What devices were used in the wiretapping is not clear. Some argued that it was a bugging device, but this was not confirmed. Then a diverse set of scenarios were offered. Now we have a broad portfolio including scenarios that have the perpetrators using silicone bugging devices to wiretapping mechanisms. It was also noted that the offices are regularly scanned before meetings for any possible bugging devices and that proper security protocol is meticulously followed. Then what should be said? Some argued that the landline or one of the cell phones in the room was transformed into a wiretapping device via remote control. But it was also noted that jammers were activated during the meeting. So, a bugging device or a phone cannot transmit data outside the room. The AkIam daily thought it had resolved the issue of what the device could be, but then it became evident that this solution did not hold water. AkIam wrote in a news report, “Aerial attack against Foreign Ministry.” It said: “AkIam has learned that the parallel structure acquired a spying device not listed amongst the inventory of intelligence agencies. The wiretapping was allegedly performed by this device.” The General Staff denied this allegation by AkIam, but added that the spying device was transferred to MIT upon instruction from the Prime Minister’s Office. This nice scenario was ruined by a simple truth. Without this statement, there would be no further need to seek a bugging device or a person who would install this device in a room that would host a top-secret meeting. However, because we are not a tribal state, it was not that easy to find an institution that would admit they lost such an expensive and delicate device. This is why the general staff made that statement.

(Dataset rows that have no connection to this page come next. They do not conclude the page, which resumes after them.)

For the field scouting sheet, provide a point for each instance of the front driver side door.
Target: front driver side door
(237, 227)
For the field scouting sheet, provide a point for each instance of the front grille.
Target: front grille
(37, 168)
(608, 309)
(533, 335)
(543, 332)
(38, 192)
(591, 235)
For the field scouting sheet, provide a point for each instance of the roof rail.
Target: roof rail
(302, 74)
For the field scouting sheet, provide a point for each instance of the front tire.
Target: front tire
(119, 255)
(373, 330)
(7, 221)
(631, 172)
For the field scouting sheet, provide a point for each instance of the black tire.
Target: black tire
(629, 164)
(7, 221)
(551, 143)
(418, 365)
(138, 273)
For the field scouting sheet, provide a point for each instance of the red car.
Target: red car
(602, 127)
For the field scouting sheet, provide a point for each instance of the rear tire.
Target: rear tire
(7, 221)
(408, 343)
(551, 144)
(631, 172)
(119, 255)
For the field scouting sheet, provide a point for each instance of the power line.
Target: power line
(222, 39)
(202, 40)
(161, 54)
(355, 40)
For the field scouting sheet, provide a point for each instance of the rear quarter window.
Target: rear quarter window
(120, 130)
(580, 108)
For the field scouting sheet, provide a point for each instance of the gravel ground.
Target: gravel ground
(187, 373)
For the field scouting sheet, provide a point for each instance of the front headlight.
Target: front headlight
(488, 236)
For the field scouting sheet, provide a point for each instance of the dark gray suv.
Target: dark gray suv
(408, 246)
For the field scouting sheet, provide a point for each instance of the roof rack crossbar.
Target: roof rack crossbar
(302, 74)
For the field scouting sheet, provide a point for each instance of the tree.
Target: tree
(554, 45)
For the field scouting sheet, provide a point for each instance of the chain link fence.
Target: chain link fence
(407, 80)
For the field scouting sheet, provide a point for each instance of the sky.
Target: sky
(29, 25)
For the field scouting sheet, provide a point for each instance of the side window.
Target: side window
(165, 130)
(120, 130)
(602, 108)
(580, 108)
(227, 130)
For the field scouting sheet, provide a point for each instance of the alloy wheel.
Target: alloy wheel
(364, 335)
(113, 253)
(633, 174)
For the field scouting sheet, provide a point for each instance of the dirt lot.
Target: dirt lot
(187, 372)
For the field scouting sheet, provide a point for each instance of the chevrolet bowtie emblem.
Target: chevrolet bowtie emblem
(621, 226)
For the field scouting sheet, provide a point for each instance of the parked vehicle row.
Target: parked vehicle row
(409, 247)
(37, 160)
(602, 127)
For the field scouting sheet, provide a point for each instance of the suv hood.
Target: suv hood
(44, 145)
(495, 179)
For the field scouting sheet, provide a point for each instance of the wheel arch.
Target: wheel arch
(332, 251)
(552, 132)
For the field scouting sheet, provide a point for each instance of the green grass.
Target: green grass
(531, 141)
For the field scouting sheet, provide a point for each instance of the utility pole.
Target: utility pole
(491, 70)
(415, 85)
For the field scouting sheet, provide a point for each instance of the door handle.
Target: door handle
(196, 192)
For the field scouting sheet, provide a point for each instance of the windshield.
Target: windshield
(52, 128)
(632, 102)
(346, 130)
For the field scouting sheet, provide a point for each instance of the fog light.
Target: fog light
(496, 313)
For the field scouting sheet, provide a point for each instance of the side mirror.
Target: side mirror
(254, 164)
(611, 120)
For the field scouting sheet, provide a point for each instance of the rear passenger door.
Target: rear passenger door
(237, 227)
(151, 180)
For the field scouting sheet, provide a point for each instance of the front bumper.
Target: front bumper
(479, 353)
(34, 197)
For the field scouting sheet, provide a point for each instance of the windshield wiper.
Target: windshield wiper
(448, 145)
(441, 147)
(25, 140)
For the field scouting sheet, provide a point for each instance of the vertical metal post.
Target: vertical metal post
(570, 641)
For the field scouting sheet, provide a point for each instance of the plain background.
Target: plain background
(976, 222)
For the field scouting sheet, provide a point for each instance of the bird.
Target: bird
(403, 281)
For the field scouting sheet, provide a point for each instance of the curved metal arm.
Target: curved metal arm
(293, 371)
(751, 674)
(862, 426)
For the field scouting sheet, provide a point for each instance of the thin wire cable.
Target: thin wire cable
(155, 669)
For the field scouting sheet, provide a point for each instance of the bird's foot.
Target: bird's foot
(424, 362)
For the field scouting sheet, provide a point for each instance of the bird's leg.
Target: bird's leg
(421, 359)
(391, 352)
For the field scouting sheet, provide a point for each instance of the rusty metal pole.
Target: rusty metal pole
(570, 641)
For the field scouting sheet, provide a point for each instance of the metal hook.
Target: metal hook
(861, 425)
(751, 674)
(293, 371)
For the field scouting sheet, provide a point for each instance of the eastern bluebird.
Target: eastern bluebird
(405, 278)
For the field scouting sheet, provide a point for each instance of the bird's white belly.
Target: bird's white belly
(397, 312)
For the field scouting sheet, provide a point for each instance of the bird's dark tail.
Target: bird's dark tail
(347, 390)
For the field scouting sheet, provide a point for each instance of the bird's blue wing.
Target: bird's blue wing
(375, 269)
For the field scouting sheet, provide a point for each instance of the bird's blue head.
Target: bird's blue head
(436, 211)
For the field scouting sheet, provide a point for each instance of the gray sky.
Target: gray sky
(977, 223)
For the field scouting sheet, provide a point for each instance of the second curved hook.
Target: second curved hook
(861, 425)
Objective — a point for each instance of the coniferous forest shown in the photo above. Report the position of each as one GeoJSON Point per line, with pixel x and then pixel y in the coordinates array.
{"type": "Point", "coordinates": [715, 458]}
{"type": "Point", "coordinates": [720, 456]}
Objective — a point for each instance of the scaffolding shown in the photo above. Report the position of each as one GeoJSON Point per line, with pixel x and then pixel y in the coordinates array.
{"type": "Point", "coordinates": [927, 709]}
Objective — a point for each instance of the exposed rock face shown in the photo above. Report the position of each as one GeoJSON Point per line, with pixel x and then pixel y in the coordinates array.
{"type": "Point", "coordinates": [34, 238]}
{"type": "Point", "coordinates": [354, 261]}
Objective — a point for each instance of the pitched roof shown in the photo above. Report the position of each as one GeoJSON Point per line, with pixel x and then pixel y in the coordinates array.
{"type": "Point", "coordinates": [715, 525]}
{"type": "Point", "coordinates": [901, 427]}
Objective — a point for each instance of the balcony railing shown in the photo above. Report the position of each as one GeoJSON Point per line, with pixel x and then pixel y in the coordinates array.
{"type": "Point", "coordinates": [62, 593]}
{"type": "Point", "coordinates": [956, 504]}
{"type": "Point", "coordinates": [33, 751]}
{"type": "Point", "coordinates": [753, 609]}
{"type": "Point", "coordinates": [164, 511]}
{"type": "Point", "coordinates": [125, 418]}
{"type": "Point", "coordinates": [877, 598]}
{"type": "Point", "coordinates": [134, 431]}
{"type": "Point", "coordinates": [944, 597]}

Going back to the bugging device story

When the aerial attack argument failed, it was inevitable that they would have to go back to the bugging device story. Well, naturally, they would need a perpetrator as well. The Takvim daily, another pro-government media outlet, argued that a police officer was arrested in connection with this matter: “The mole who leaked the content of the wiretapped conversation was caught in a joint operation by the intelligence agency and other intelligence units. The police officer was working for the parallel state,” it wrote. A week after this report, the Sabah daily made another Elephant Hamdi report: “In an event referred to as the espionage activity of the century, how the wiretapping was performed was clarified and the perpetrator was also identified. The perpetrator was allegedly a low-level diplomat at the Foreign Ministry.”

The confusing and clashing stories and reports are not limited to these. Government speaker Bulent ArInç said: “Syria, al-Qaeda and Islamic State of Iraq and the Levant (ISIL) will benefit from this. Intelligence analyst Mahir Kaynak noted: “Who will benefit from this? Syria downed our aircraft and bombed Akçakale where dozens of people died. And we changed our rule of engagement.”

Foreign Minister Ahmet DavutoIlu said in an interview: “I would look at who owned up to the thing when something happens. Look who owned up this? The figures who are pro Syrian President Bashar in Turkey, the parallel state elements and pro-Iranian analysts and writers.” The question directed at DavutoIlu was this: “Who is behind the wiretapping scandal?